In Sweden, a cooperative association can be liquidated by a unanimous resolution in favour of liquidation at the first general meeting. Alternatively, termination may be achieved through consecutive general meetings in which a simple majority at the first meeting followed by a subsequent two-thirds majority would be sufficient to trigger liquidation. The reporters suggest, however, that it is probably simpler for the group to sell their shares on the open market than to start a process of liquidating the association.

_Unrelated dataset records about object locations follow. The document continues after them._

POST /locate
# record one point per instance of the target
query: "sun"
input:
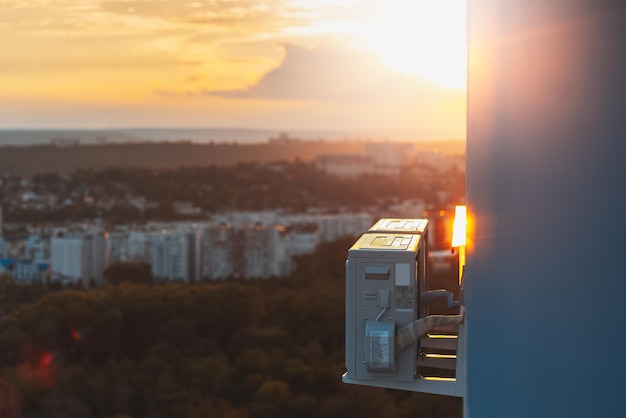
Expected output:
(426, 38)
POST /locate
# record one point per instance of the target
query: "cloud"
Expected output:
(334, 72)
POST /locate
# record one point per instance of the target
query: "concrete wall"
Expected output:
(546, 173)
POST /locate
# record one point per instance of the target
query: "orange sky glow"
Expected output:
(275, 64)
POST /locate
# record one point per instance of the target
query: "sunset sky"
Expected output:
(274, 64)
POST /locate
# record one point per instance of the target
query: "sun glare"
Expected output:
(426, 38)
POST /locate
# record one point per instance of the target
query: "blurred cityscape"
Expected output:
(216, 223)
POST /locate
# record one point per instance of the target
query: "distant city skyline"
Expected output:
(283, 65)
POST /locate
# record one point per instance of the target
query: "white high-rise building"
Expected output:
(78, 255)
(175, 255)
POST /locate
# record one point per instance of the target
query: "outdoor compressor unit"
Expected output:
(386, 276)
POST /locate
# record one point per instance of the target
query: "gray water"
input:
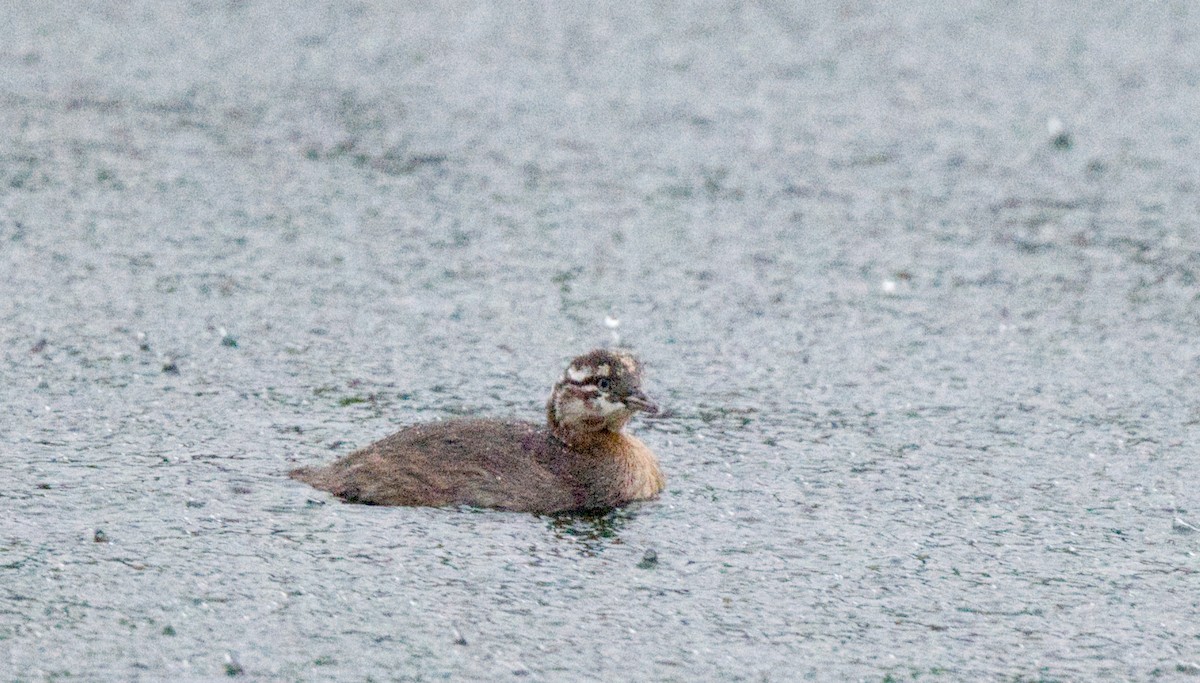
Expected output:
(930, 365)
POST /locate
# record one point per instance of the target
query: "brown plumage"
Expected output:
(582, 459)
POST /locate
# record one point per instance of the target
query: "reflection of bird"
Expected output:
(582, 459)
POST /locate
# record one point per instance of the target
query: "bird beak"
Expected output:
(639, 401)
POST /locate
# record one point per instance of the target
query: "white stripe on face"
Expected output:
(609, 407)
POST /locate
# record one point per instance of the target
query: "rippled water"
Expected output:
(929, 365)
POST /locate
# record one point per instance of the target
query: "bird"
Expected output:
(582, 459)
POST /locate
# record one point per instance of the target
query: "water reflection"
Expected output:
(592, 531)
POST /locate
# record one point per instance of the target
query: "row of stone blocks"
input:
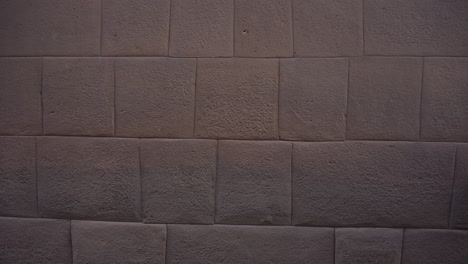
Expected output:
(63, 241)
(313, 99)
(225, 28)
(196, 181)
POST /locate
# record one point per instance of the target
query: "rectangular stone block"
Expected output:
(115, 243)
(424, 246)
(178, 180)
(201, 28)
(384, 98)
(18, 196)
(253, 184)
(249, 244)
(459, 217)
(444, 109)
(20, 96)
(89, 178)
(417, 27)
(378, 184)
(38, 241)
(78, 96)
(237, 98)
(368, 245)
(53, 27)
(155, 97)
(132, 27)
(313, 96)
(324, 28)
(263, 28)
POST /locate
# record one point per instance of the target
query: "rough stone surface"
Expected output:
(155, 97)
(444, 110)
(132, 27)
(253, 183)
(417, 27)
(263, 28)
(384, 98)
(201, 28)
(378, 184)
(20, 96)
(459, 217)
(89, 178)
(423, 246)
(35, 241)
(53, 27)
(368, 245)
(313, 99)
(249, 244)
(237, 98)
(118, 243)
(178, 181)
(18, 176)
(78, 96)
(327, 28)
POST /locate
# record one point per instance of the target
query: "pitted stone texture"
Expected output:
(384, 98)
(327, 28)
(155, 97)
(201, 28)
(417, 27)
(313, 99)
(88, 178)
(34, 241)
(78, 96)
(237, 98)
(368, 245)
(20, 96)
(424, 246)
(118, 243)
(132, 27)
(253, 183)
(459, 217)
(444, 111)
(18, 176)
(249, 244)
(178, 180)
(379, 184)
(53, 27)
(263, 28)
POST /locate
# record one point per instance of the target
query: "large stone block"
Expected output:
(459, 217)
(18, 195)
(20, 96)
(201, 28)
(249, 244)
(424, 246)
(324, 28)
(89, 178)
(35, 241)
(155, 97)
(178, 180)
(263, 28)
(417, 27)
(53, 27)
(384, 98)
(118, 243)
(253, 184)
(379, 184)
(368, 245)
(237, 98)
(78, 96)
(313, 96)
(132, 27)
(444, 109)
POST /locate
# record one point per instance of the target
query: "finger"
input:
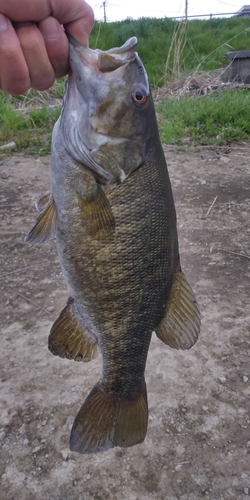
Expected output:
(41, 71)
(14, 73)
(56, 45)
(76, 15)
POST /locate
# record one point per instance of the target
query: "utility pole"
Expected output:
(104, 11)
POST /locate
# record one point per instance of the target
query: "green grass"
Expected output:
(30, 130)
(204, 43)
(218, 118)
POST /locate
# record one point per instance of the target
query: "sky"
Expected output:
(116, 10)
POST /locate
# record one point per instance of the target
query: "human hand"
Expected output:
(33, 45)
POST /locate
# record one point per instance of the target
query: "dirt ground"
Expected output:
(198, 440)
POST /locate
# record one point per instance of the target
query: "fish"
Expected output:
(112, 212)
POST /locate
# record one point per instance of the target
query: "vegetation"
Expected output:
(217, 118)
(170, 50)
(197, 44)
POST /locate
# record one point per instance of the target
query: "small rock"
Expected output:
(9, 145)
(36, 449)
(222, 380)
(224, 159)
(64, 454)
(50, 308)
(4, 175)
(178, 467)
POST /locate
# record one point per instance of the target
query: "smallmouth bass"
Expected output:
(113, 215)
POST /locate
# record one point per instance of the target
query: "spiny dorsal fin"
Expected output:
(45, 226)
(96, 213)
(106, 420)
(180, 325)
(69, 338)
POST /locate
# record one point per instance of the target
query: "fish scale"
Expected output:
(112, 213)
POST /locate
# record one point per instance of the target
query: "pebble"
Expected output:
(36, 449)
(224, 159)
(9, 145)
(50, 308)
(222, 380)
(178, 467)
(4, 175)
(64, 454)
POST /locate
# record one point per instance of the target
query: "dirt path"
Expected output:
(198, 441)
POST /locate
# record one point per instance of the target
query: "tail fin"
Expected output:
(107, 420)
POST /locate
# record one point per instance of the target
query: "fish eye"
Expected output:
(139, 96)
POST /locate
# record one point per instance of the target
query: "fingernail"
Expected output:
(50, 28)
(3, 22)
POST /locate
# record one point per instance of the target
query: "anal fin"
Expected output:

If an apartment association has been established in Estonia, the management board may submit an application for a dissolution of the association by a declaration of bankruptcy. However, the dissolution of an apartment association has far from an overwhelming impact; once it is dissolved the scheme is managed by the community of apartment owners under the provisions of the Law on Apartment Ownership.
Descriptive formants
The general descriptive formants for this Case are the provisions of condominium and real estate cooperative legislation, the Model By-laws (or the Model CCS) and procedural provisions contained in legislation on associations and company law. This is supplemented by landlord and tenant analogies, case law and academic literature. In Scotland, it was found that Development Management Schemes could cope better with the issues encountered in the given scenario.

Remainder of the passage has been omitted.